= Moondance (magazine) =

Online women's literary magazine

Moondance is an online international women's literary, culture and art journal. The magazine began in 1996.

Said Editor-in-Chief Loretta Kemsley, "My background in newspaper design was a good start for our fledgling ezine but so very different from the demands and opportunities of Internet publishing. With little experience to guide us, that first edition was an adventure unto itself. Some of our volunteers doubted we could accomplish this feat, even as we worked hard to meet our self imposed deadline: September, 1996. Moondance was coded for web browsers while reading a book on simplified HTML,"

Journalist Loretta Kemsley of Los Angeles, creator and publisher for the magazine, began her media career in the mid-1950s as a young horsewoman and stunt rider for cowboy star Gene Autry through Flying A Productions studios in Hollywood. In June 1954, Kemsley rode as a stunt double, at the age of eight, for Nancy Gilbert who played the young Calamity in the Buffalo Bill, Jr. NBC series directed by George Archainbaud, starring Dick Jones as Buffalo Bill, Jr., the Marshall of Wileyville, Texas. Forty more episodes were later co-produced by Autry for the children's western from 1954–1956.

==History==

"Moondance was an experiment without precedent when it began, but today is the role model for a variety of exciting new ezines. When we decided to publish Moondance, we searched the Internet for examples to emulate. None could be found. Starting from scratch, we used trial and error to devise the successful format which uses the best of print media design, combined with the expanded capabilities of online media, while remaining accessible to those with hardware and software limitations. Moondance is coded specifically for disabled access," said Kemsley about the magazine's creation.

Only three years after its beginning in 1999, Moondance received a UNESCO Web Prize Award, Category I (Free Themes). UNESCO - the United Nations Educational, Scientific and Cultural Organization was founded as a cultural wing of the United Nations in 1945. Created through the UNESCO prize for the promotion of the arts the UNESCO Web Prize Competition was awarded from 1997-2003 "in recognition of the growing cultural and societal importance of the new information and communication technologies."

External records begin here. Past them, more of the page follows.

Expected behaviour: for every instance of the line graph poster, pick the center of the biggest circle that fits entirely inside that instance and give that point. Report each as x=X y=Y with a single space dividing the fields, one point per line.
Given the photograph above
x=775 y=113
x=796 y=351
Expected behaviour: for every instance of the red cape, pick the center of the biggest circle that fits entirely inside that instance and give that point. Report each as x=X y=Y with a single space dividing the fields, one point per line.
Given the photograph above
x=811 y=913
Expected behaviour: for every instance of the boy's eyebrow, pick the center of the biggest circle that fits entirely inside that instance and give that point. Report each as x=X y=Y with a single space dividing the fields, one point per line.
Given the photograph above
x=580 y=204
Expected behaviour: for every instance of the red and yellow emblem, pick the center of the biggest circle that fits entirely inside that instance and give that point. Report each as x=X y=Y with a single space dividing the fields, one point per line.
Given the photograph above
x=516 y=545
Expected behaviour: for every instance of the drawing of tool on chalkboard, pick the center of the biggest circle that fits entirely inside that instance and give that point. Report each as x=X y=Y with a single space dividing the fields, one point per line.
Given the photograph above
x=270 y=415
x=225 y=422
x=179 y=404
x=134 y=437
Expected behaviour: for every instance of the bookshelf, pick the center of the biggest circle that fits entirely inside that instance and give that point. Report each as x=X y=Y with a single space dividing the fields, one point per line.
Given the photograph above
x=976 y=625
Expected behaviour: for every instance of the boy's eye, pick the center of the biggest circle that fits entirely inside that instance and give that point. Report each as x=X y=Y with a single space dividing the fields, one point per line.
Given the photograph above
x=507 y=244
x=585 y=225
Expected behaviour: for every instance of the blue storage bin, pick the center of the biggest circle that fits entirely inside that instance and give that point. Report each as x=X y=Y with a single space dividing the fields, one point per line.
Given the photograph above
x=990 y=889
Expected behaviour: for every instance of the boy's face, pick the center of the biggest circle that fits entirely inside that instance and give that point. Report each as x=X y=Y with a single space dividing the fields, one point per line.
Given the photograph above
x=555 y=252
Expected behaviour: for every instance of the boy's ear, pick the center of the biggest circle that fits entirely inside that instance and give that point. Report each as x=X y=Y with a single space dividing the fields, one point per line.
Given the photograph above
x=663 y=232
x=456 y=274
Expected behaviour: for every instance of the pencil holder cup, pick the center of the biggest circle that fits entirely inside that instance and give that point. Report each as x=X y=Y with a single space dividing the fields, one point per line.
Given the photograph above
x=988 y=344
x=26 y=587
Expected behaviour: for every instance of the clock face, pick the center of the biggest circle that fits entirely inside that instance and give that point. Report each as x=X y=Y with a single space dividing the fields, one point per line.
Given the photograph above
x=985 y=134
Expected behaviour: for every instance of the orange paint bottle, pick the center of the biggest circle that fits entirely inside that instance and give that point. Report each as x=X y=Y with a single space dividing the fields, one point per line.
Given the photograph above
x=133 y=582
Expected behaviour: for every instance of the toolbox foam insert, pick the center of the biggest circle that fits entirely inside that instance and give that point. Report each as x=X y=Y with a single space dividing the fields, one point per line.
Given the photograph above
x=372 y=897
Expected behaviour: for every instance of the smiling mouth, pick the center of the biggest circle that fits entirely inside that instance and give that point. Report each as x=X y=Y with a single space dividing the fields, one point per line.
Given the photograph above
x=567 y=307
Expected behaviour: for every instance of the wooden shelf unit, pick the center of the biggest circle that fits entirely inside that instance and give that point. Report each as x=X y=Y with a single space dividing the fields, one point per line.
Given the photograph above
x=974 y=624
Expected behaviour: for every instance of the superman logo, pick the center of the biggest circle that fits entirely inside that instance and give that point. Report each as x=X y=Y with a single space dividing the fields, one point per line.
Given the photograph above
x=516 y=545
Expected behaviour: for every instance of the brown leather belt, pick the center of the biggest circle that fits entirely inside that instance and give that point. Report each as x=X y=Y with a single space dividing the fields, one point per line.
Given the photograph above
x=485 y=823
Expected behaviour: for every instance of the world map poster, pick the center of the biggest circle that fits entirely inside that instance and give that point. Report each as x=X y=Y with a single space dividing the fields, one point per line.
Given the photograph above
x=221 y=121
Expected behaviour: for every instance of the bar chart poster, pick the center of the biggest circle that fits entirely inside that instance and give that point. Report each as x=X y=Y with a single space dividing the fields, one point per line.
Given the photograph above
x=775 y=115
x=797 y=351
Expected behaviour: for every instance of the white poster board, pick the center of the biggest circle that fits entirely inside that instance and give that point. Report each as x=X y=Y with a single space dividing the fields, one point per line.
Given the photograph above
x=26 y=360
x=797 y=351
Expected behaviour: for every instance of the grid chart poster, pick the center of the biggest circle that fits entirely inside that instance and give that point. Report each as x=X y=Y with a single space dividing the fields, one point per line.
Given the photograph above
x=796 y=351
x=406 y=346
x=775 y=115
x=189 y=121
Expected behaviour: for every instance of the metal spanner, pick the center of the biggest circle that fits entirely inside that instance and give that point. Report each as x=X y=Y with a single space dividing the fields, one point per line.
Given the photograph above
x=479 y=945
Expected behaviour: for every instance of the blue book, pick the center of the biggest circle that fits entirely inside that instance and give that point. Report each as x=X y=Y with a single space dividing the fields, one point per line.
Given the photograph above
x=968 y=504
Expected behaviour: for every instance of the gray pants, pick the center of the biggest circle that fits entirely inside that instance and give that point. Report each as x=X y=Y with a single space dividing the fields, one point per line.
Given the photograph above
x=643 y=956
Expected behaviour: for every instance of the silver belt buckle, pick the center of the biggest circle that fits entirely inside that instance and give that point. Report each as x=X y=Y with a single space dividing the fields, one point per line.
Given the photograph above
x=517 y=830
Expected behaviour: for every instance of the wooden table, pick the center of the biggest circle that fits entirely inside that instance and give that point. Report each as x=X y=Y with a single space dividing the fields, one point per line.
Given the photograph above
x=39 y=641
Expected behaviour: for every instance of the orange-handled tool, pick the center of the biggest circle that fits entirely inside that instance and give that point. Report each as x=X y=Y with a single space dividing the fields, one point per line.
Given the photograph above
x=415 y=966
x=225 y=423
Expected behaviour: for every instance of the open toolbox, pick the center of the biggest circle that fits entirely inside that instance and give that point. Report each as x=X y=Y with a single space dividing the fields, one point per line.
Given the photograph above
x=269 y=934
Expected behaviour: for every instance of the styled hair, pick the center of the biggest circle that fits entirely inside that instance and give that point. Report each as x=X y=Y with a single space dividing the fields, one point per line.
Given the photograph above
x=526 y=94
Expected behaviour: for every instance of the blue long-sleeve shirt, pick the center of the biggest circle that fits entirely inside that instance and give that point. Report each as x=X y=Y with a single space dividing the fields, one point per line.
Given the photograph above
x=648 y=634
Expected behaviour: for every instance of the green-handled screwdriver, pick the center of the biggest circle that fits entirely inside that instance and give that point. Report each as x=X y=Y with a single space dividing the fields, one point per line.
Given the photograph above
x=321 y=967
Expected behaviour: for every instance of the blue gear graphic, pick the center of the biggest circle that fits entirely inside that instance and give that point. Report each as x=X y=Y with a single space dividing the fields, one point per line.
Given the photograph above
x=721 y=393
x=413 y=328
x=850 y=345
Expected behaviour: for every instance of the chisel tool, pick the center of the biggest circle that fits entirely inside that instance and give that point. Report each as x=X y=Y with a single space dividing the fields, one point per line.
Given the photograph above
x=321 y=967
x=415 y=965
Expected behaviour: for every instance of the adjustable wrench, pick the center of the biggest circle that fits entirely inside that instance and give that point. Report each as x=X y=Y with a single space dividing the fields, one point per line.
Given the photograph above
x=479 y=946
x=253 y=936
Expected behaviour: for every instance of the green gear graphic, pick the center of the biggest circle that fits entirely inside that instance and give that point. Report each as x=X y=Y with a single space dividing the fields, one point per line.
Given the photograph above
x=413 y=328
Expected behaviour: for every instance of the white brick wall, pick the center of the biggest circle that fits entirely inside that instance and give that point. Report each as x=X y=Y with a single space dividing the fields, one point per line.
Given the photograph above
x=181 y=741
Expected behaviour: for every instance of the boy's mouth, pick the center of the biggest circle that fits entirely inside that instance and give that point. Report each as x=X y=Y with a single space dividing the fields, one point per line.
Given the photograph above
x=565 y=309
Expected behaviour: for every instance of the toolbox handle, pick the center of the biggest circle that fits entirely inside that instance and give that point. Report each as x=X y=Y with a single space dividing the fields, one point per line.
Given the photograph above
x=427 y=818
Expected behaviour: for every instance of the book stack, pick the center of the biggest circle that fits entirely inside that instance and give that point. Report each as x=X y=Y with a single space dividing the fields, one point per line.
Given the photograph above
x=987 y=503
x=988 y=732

"In March, 1998, we were honored when Moondance was presented by Ida Miro Kiss, a Hungarian feminist and renowned speaker, as an example of women networking on the Internet at the UNESCO Inter-governmental Conference, Stockholm, Sweden," said Kemsley.

Moondance is currently being used in many various university-level classroom curricula across the United States including University of Wisconsin–Madison, University of Maryland, Baltimore County, George Mason University and Akamai University of Hawaii among others. Mujeres University in Madrid, Spain has also used Moondance magazine in their English studies classroom curriculum since 1999. Today the American Political Science Association, a political science consortium of over 80 universities and higher education centers uses Moondance as a reference to enable a greater study and understanding of women's gender issues.

Past writers for Moondance include noted women journalists, poets, authors and novelists. These include Fulbright scholar Lucinda Nelson Dhavan, Hurston/Wright Award winner Nnedi Okorafor-Mbachu, Sonia Pressman Fuentes the 2000 U.S. Maryland Women's Hall of Fame winner and founder of NOW - the National Organization for Women and 2003 ABA - American Book Award winner Daniela Giseffi.

==Focus==

Moondance editorial standards stay close to the themes of focusing on the interests, lives and international culture of women. Sections for the magazine include: Best of Theme, Columns, Fiction, Non-Fiction, Inspirations, Poetry, Art and Reviews. Since its beginning Moondance neither sells nor takes any advertising monies. Genres include literary and art criticism. Articles reflect the diversity of interests of international readers. A creative connection between cultures and a meeting of mind and soul is the object.

==Readership==

Women's publication

Published bi-annually 1996-1997 / quarterly 1997-to present

2006 Readership - approx 187,000 readers per issue

Readership age: covers wide range (18–65 years of age)

Readership interests: feminism, women and culture, women specific stories and women's literary history

==Literary mention and awards==
Moondance magazine chooses a "Best of Theme" writer among its sections for each of its quarterly editions. A Pushcart Prize nominee is also chosen annually from the collection of writers who submit material each year.